Jonathan Zalevsky: Yeah. Thanks, Eric. That’s a really good question. So, what we were able to do in the Phase 1b atopic derm study is what I call more like descriptive analysis. We characterize the dose dependency of biomarkers analyzed by an MMRM model against various covariates that we did in the analysis. And we could see pathways that were statistically changed both as a function of dose and as a function of time. And why consider it more of like a summary or descriptive analysis is because the study was pretty small. And actually, in this Phase 1b study, there was a high number of responders. So, it was not really the right dataset to do a lot of correlative analysis. We did try. We tried a lot of correlative analysis, but it wasn’t clear from that particular study given its small size.
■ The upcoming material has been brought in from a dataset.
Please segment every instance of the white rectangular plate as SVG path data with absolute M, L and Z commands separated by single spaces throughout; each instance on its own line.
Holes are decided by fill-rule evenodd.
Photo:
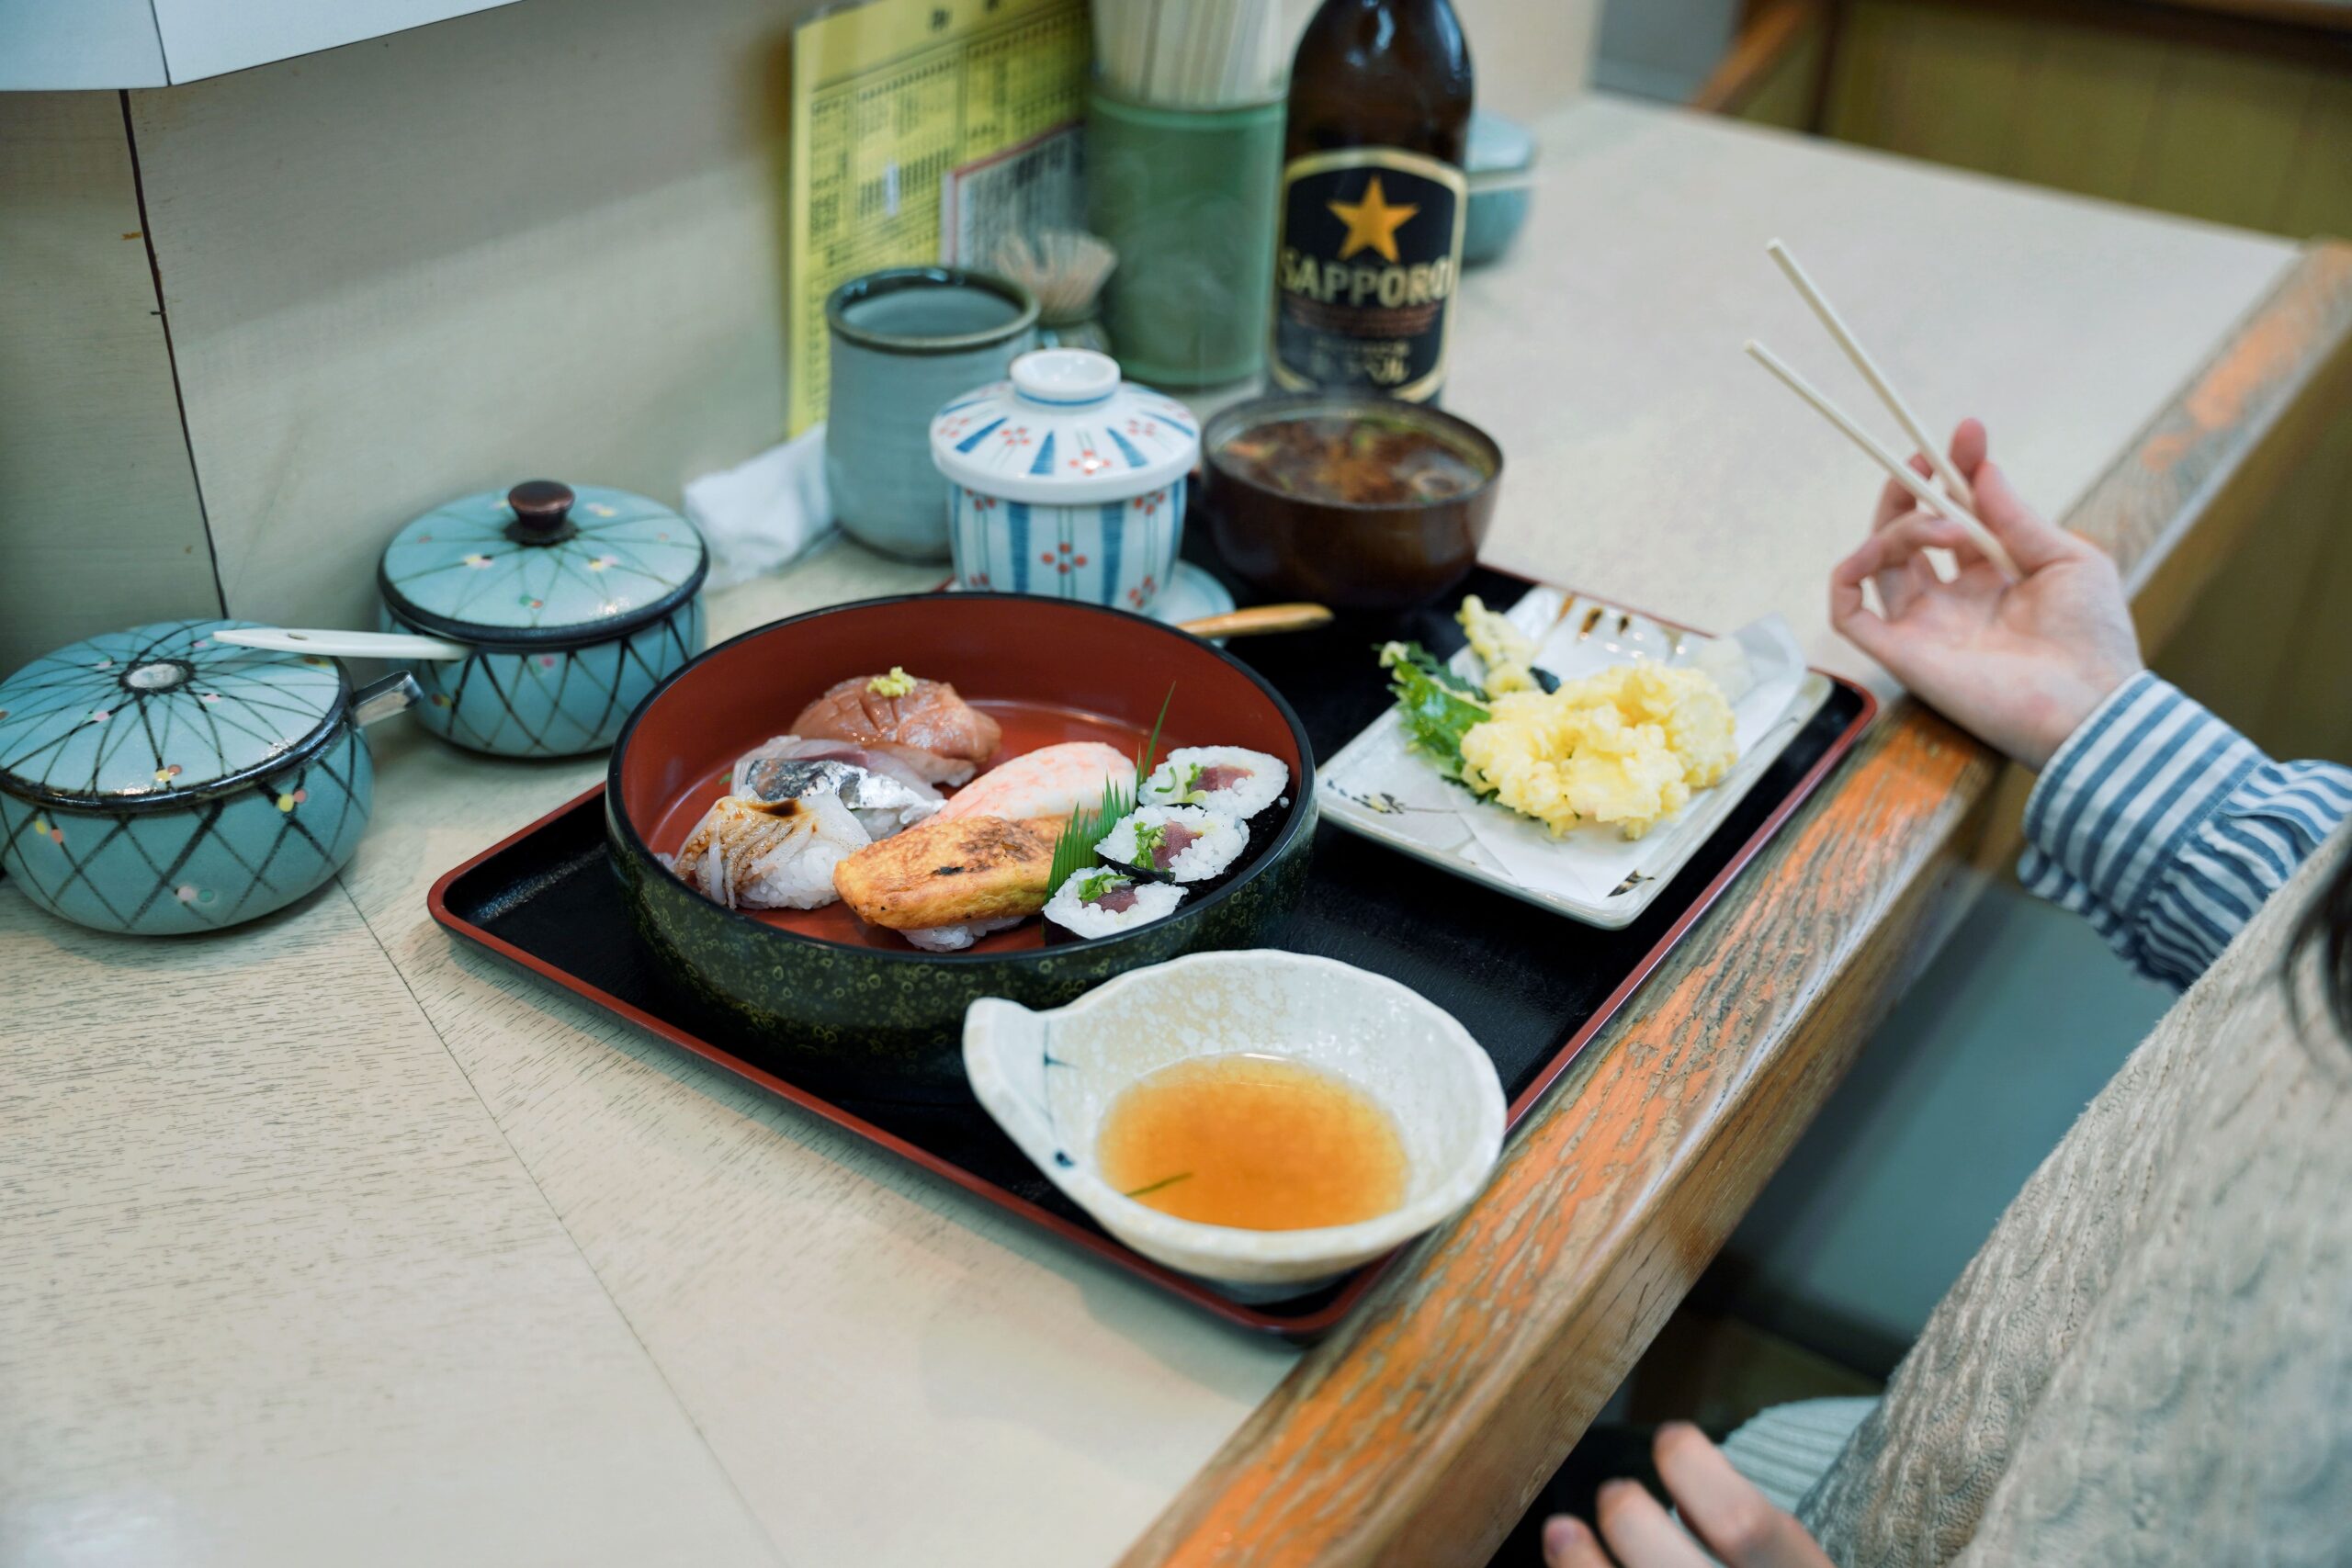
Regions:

Now, in our Phase 2b study, this atopic dermatitis study, we’re doing that again, but now the study is designed, much larger. And also, we have a lot more understanding about the collection time points that we learned from the Phase 1b that are more optimized in the Phase 2. And also, we’re collecting tape strips so that we can collect what’s happening locally in the lesion against the serum biomarkers using the [old link] (ph) panels and the cellular analysis by flow cytometry. So, one of our objectives translationally in this Phase 2 study, in addition to all of the other normal kind of efficacy and safety endpoints, is we also want to dive very deeply into the translational sort of molecular phenotype of the patients and then understand any of these correlative analyses, whether they can be predictive, prognostic, and so on.
So that’ll be a very exciting dataset that we’ll be excited to share in the coming — in the future.
Unidentified Analyst: All right. Thank you very much.
Operator: Thank you. And that does conclude our question-and-answer session for today’s call. I’d now like to turn the conference back over to Howard Robin for any closing remarks.
Howard Robin: Well, thank you, everyone for joining us today, and we look forward to sharing important data from our Phase 2b studies of REZPEG later this year. We remain focused on advancing our pipeline and efficiently executing each of our unique programs. I want to thank all of our employees for their hard work and diligence. And, of course, I want to thank our investors for their continued support. So, please stay tuned. Thank you very much.
Operator: This concludes today’s conference call. Thank you for your participation. You may now disconnect. Everyone, have a wonderful day.